The Assyst Wiki is a lacking on the details on how to authenticate against the API, and is at times providing seemingly contradicting information when reading different articles. This paired with no examples of how to authenticate depending on the installed authentication mechanisms cause a lot of confusion. 

Are there examples of how to authenticate against the assystREST API depending on the different Server Security Mappings selected for assystREST? How does one go about to use bearer tokens when authenticating a postman query, a 3rd party software, or an external script?

To illustrate what I’m looking for: 
As an example using Kerberos, this would work when a PowerShell script is ran, and the script contains a dedicated service user’s username and password. 

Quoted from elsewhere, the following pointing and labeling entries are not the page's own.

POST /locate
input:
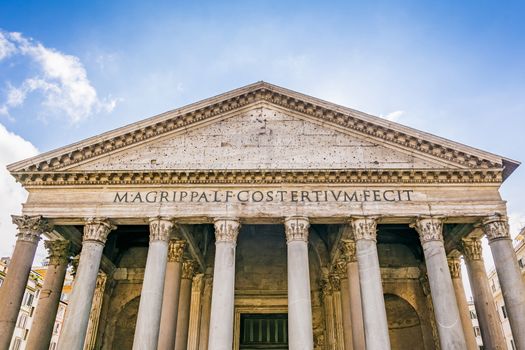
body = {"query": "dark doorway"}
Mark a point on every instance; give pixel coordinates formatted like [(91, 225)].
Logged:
[(264, 331)]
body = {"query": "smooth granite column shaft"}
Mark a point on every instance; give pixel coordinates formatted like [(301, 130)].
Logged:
[(77, 314), (170, 298), (488, 318), (454, 265), (446, 311), (356, 310), (223, 294), (300, 332), (374, 312), (509, 275), (148, 319), (44, 319), (12, 291), (183, 316)]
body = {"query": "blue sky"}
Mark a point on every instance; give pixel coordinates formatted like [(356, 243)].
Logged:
[(455, 69)]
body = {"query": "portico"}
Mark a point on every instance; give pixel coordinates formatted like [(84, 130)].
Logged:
[(266, 218)]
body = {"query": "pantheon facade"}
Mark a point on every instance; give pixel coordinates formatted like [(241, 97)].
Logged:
[(263, 218)]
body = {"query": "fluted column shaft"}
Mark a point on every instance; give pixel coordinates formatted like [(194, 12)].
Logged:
[(77, 315), (49, 298), (223, 294), (183, 316), (454, 266), (30, 228), (148, 319), (488, 318), (300, 332), (448, 322), (509, 275), (170, 298), (356, 310), (374, 312)]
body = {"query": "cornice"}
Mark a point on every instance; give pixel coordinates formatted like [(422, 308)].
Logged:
[(181, 119), (278, 176)]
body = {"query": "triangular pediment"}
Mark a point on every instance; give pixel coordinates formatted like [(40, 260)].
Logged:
[(260, 127)]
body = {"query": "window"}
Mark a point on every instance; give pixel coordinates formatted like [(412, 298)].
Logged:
[(17, 343)]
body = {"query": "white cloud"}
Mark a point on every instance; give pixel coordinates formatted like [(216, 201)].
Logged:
[(12, 148), (62, 81)]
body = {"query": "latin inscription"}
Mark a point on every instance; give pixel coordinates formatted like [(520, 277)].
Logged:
[(250, 196)]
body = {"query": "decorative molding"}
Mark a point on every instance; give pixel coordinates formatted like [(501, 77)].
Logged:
[(226, 229), (30, 228), (472, 249), (496, 227), (275, 176), (97, 230), (348, 250), (160, 229), (296, 229), (430, 228), (59, 252), (188, 269), (364, 228), (176, 250), (261, 92), (454, 265)]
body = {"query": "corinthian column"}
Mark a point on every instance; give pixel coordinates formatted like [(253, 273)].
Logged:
[(223, 293), (488, 318), (183, 317), (300, 333), (49, 298), (73, 333), (170, 298), (30, 228), (454, 265), (374, 312), (150, 307), (509, 275), (356, 311), (449, 325)]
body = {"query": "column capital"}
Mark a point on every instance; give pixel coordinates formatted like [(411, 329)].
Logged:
[(364, 227), (59, 251), (30, 228), (226, 229), (296, 228), (495, 227), (454, 265), (472, 248), (176, 250), (188, 269), (160, 229), (430, 228), (97, 230), (348, 250)]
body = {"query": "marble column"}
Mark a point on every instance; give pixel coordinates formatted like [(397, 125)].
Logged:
[(300, 332), (30, 228), (509, 274), (170, 298), (223, 294), (356, 311), (446, 311), (205, 313), (488, 318), (373, 302), (183, 315), (49, 298), (150, 307), (96, 231), (454, 266), (340, 269)]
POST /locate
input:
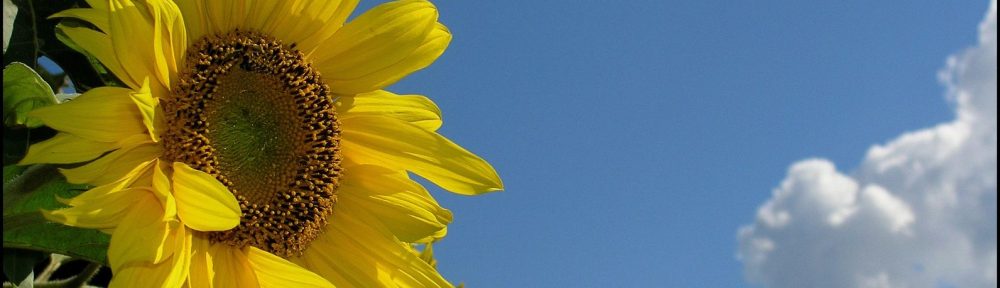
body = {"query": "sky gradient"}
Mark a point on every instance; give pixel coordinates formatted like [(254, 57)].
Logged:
[(635, 139)]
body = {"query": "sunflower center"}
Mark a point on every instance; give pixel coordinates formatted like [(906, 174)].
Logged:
[(254, 114)]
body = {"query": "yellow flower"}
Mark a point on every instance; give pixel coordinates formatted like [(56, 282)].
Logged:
[(252, 144)]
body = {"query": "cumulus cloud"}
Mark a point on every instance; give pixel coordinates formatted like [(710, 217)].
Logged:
[(920, 211)]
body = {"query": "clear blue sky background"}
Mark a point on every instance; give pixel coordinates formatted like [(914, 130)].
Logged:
[(634, 138)]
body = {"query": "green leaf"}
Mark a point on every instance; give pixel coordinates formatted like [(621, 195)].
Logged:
[(26, 193), (19, 264), (34, 36), (9, 12), (23, 91)]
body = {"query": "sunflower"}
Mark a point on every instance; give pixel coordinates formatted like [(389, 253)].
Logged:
[(251, 143)]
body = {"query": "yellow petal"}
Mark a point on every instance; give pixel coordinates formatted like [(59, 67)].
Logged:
[(150, 110), (104, 210), (379, 47), (168, 274), (202, 268), (356, 251), (66, 148), (203, 203), (428, 254), (402, 205), (316, 23), (273, 271), (93, 16), (415, 109), (232, 268), (114, 165), (119, 185), (162, 190), (104, 114), (144, 39), (394, 143), (142, 235)]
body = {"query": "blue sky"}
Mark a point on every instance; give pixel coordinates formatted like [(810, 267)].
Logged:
[(635, 138)]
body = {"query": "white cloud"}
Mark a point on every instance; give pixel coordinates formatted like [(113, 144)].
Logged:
[(920, 211)]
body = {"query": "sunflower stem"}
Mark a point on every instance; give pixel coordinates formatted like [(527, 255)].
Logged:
[(56, 261)]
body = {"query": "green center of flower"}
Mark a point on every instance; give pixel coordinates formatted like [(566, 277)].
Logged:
[(254, 114)]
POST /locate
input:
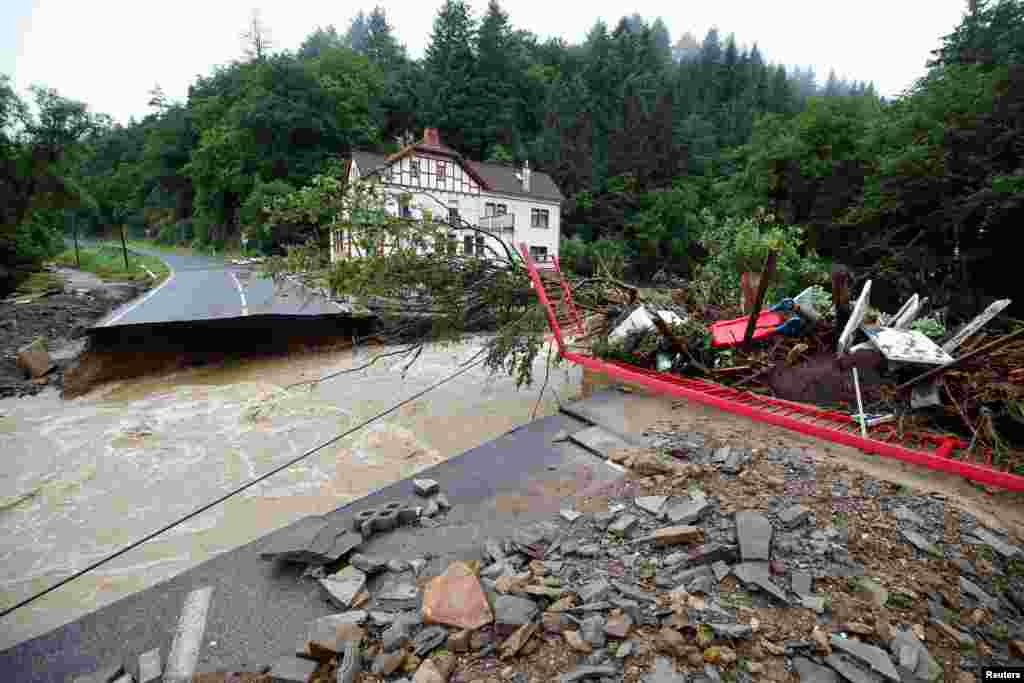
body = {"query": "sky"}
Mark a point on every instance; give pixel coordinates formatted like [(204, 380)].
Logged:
[(110, 53)]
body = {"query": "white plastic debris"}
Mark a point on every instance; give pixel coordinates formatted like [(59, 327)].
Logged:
[(640, 321)]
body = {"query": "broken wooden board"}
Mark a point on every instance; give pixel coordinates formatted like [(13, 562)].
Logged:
[(977, 324), (908, 346), (856, 317)]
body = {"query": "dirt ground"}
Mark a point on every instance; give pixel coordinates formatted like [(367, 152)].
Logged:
[(61, 318)]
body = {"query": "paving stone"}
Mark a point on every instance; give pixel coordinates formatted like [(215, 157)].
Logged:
[(513, 610), (428, 639), (668, 536), (802, 584), (399, 591), (869, 654), (812, 673), (754, 532), (904, 513), (688, 511), (582, 673), (594, 591), (651, 504), (619, 626), (848, 670), (104, 675), (367, 564), (997, 544), (721, 569), (624, 524), (341, 588), (570, 515), (759, 574), (978, 594), (292, 670), (920, 542), (456, 598), (732, 631), (794, 516), (425, 487), (713, 552), (292, 545), (665, 672)]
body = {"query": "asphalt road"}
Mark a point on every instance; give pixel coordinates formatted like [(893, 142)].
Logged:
[(204, 288), (259, 609)]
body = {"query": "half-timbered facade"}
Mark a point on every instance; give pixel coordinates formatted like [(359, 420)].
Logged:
[(428, 179)]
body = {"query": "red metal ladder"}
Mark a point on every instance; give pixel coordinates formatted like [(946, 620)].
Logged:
[(939, 452)]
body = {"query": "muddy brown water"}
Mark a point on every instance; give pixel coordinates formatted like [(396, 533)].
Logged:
[(83, 478)]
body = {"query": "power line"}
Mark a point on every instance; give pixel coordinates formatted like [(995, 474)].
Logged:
[(239, 491)]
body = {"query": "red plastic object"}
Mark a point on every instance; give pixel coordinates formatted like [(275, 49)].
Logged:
[(937, 452), (730, 333)]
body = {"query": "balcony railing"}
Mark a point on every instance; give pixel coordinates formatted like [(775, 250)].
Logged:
[(500, 223)]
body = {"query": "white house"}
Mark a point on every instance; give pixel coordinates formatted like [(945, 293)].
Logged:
[(430, 178)]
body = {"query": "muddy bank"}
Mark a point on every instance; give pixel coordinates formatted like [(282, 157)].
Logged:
[(61, 318)]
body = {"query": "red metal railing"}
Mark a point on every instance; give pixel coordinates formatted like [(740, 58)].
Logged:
[(937, 452)]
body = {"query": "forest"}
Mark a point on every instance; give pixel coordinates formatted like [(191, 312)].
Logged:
[(668, 151)]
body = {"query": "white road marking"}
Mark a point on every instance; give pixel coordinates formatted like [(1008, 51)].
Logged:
[(142, 300), (188, 637), (242, 293)]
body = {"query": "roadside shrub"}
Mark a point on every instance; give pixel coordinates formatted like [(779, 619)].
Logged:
[(740, 245)]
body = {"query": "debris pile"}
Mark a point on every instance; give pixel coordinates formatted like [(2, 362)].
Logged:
[(656, 585), (837, 353)]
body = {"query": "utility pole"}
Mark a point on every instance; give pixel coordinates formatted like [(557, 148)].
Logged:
[(124, 246), (74, 228)]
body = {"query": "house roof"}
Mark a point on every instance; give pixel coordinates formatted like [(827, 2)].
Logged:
[(496, 177)]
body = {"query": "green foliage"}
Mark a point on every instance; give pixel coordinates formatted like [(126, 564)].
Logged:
[(737, 246)]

PowerShell script example:   
$url ="https://<server>:<port>/assystREST/v2/raml"
 
   $cred = (New-Object system.management.automation.pscredential("%username%", (ConvertTo-SecureString '%password%' -AsPlainText -Force)))
   $retur_xml = Invoke-RestMethod -Uri $url -contentType "application/xml" -Method GET -Credential $cred

My goal is to figure out what other more secure methods can be used on the same security domain (Kerberos) and help our engineers no longer having to store passwords directly in a script. And also to prepare for a slow migration to a different security domain, and part of this is then figuring out to how to go about authenticating to assystREST when using the other kinds of security domains for assystREST (such as Azure AD, OAuth, etc.).